The FDA said Friday that clinical trials of remdesivir, including phase three trials, showed a five-day course of the drug could reduce recovery time in moderately ill patients with pneumonia from Covid-19.

"The data show that this treatment has the potential to help even more hospitalized patients who are suffering from the effects of this devastating virus," FDA Commissioner Dr. Stephen Hahn said in a statement.

More than 300,000 deaths predicted by year-end

A well-known coronavirus model previously cited by the White House forecasts more than 317,000 US deaths from Covid-19 by December.

As of Friday morning, the model from the Institute for Health Metrics and Evaluation at the University of Washington projects that 317,312 people may die from the illness -- marking an increase of about 8,000 deaths from a previous estimate the model projected a week ago.

The new IHME estimate suggests that the US could see more than 136,000 additional deaths between now and December, and the daily death rate could rise to more than 2,000 per day.

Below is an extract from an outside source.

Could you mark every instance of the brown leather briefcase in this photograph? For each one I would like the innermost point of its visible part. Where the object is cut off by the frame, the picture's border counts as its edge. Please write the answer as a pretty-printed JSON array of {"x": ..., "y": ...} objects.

Yet IHME researchers noted on their website on Thursday, when they updated their model, that "if mask wearing in public increases to 95%, more than 67,000 lives could be saved."

Another forecast by the Centers for Disease Control and Prevention puts the number of US deaths at 200,000 by September 19.

The projections published Thursday forecast 200,292 deaths by September 19, with a possible range of 195,824 to 207,269 deaths.

"State- and territory-level ensemble forecasts predict that the number of reported new deaths per week may decrease in 18 jurisdictions. Trends in numbers of future reported deaths are uncertain or predicted to remain stable in the other jurisdictions," the CDC says on its forecasting website.

Unlike some individual models, the CDC's ensemble forecast projects only about a month. The previous ensemble forecast, published August 20, projected roughly 195,000 coronavirus deaths by September 12.